Abstract
THE author of this volume is the professor of electrical engineering in the Stevens Institute of Technology. It is primarily intended for the students in his classes, but it will be of interest to many teachers of physics and engineering in Great Britain. The author writes clearly, his object being to explain the essential elements of electrical science and its applications. It will prove useful as a class-book, and we also think that it will be useful to the private student who has a sound knowledge of elementary physics. The rational system of units is employed, the permittivity of a vacuum being taken as 1/(47φ). Some formulae are simplified, but others are made slightly more complex. The “true” units and the “international” electric units are both given. Seeing that now testing laboratories can measure resistances, and so on, in true units with an accuracy far exceeding that required in industry, we think that the time has come when the “international” units can be regarded as obsolete.

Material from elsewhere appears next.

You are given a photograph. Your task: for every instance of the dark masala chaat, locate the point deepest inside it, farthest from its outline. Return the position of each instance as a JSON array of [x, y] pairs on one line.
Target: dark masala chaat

No instrument reads absolutely correctly, and the “tolerance” permissible, with a given type of instrument, is many times greater than the possible error in calibrating the standard in true units. Mathematical proofs are always given when they can be understood by the average student, but advanced mathematical proofs are excluded. Many collections of problems are given throughout the book, and we were glad to see that the answers are given to them.
Electrical Engineering.
By Prof. L. A. Hazeltine. (Engineering Science Series.) Pp. xvi + 625. (New York: The Macmillan Co., 1924.) 30s. net.